Why Your Team is Smarter Than You Think (and how to unlock its collective edge)

Walk into most team meetings today and you’ll still see the same pattern: smart people, plenty of talk, but nowhere near the quality of decisions the business now demands.

 

That isn’t because you hired the wrong individuals; it’s because, as Colin M. Fisher argues in The Collective Edge: Unlocking the Secret Power of Groups, we’ve been underestimating the group itself.  His research shows that high-performing teams aren’t accidents of chemistry or charisma – they’re the product of a few deliberate choices about structure, norms and psychological safety that let collective intelligence emerge.

 

For leaders under pressure, this is good news: you don’t need superstars, you need better group conditions.  Peer group coaching is one powerful way to practice this – stepping outside your own organisation to see how other leaders shape meetings, decisions and team dynamics, and then bringing those simple, evidence-based habits back home.  Below are three small experiments you can run with your own team this month, inspired by Fisher’s work, to start unlocking your collective edge.

 

Run a “strong launch” for your next project

Most teams stumble not in month six, but in minute six – the very first meeting sets patterns that can last for the life of the project.  Fisher’s work highlights how early norms around who speaks, how conflict is handled and what “good” looks like quickly harden into invisible rules.

 

This month, take one important initiative and deliberately relaunch it:

  • Start by clearly naming why this work matters and what a successful outcome would look like in vivid, concrete terms.
  • Explicitly invite different perspectives in the room and normalise disagreement as a resource, not a problem.
  • End by agreeing three ground rules for how you’ll work together (for example: “we test assumptions out loud,” “we rotate who leads check-ins”).

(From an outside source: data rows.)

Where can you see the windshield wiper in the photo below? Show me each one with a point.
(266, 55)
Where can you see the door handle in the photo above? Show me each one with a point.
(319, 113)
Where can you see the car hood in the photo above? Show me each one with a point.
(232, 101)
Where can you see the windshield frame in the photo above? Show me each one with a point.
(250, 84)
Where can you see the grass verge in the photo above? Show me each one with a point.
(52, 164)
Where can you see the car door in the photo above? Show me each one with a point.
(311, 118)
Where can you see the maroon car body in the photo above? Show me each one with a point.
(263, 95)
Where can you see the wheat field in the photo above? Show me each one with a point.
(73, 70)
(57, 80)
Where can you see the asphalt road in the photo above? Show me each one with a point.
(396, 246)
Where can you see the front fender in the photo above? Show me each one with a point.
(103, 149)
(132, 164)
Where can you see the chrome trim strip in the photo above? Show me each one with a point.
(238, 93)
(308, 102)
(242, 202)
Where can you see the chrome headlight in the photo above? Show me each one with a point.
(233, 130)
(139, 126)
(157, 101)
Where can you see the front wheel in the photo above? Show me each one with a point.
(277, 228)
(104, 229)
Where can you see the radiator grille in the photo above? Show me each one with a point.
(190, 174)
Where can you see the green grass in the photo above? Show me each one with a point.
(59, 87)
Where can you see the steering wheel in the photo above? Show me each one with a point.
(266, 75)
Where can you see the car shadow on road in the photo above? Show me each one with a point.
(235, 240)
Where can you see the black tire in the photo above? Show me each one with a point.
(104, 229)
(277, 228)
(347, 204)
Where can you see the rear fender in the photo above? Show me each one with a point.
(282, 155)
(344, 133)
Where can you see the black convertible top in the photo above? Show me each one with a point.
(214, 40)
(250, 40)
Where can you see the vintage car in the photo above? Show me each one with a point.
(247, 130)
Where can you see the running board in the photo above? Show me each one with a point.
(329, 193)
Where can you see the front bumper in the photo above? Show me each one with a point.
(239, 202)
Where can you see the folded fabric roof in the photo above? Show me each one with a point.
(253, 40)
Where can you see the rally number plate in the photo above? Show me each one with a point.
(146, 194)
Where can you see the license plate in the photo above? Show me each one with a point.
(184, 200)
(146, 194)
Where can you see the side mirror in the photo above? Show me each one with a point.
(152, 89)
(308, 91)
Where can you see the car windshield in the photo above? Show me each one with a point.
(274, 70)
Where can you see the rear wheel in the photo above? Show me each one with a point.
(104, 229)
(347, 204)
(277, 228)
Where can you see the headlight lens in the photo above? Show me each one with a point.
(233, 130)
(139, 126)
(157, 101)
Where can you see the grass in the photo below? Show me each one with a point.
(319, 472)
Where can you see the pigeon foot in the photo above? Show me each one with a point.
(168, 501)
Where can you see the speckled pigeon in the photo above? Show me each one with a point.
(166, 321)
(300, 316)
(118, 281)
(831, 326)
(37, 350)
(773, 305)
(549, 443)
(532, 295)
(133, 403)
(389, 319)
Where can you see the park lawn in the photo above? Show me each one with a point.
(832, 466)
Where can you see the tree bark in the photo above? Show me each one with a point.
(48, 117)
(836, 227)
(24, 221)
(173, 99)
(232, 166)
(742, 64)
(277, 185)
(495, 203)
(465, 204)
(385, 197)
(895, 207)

You’re not just kicking off a project; you’re quietly rewiring the group’s operating system.

 

Make assumptions visible in one key decision

Groups often go wrong not because of bad intent, but because everyone is operating from unspoken assumptions about customers, risks or each other’s priorities.  Fisher emphasises that effective leaders help teams “make the implicit explicit” so coordination and creativity can flourish.

 

Pick one significant decision your team needs to make this month. Before debating options, ask everyone to silently note:

  • What they believe success looks like.
  • What they see as the biggest risk.
  • One assumption they’re making about another stakeholder or team.

Then share and discuss these in round-robin format, with you speaking last.  You’ll surface misalignment early, reduce false consensus, and often uncover better options simply by putting the team’s mental models on the table.

 

Rotate “process leadership” in your regular meetings

The Collective Edge reframes leadership as a shared function: the healthiest groups don’t rely on a single heroic leader, they share responsibility for keeping the work and the relationships on track.  One very practical way to build this muscle is to separate “content” from “process” in your meetings.

 

For the next four weekly meetings:

  • Ask a different team member each time to act as “process lead.” Their job is to: set the agenda in advance with you, kick off by checking goal clarity (“what are we actually deciding today?”), track who has spoken, and close with a short summary of decisions and open questions.
  • Your job, as formal leader, is to model restraint: contribute on content, but let the process lead manage flow, airtime and recap.

 

Over a month, you’ll see quieter voices increase, stronger ownership of decisions, and a clearer sense that “how we work together” belongs to the group, not just to you.

 

REFERENCE: Fisher, C. M. (2025). The Collective Edge.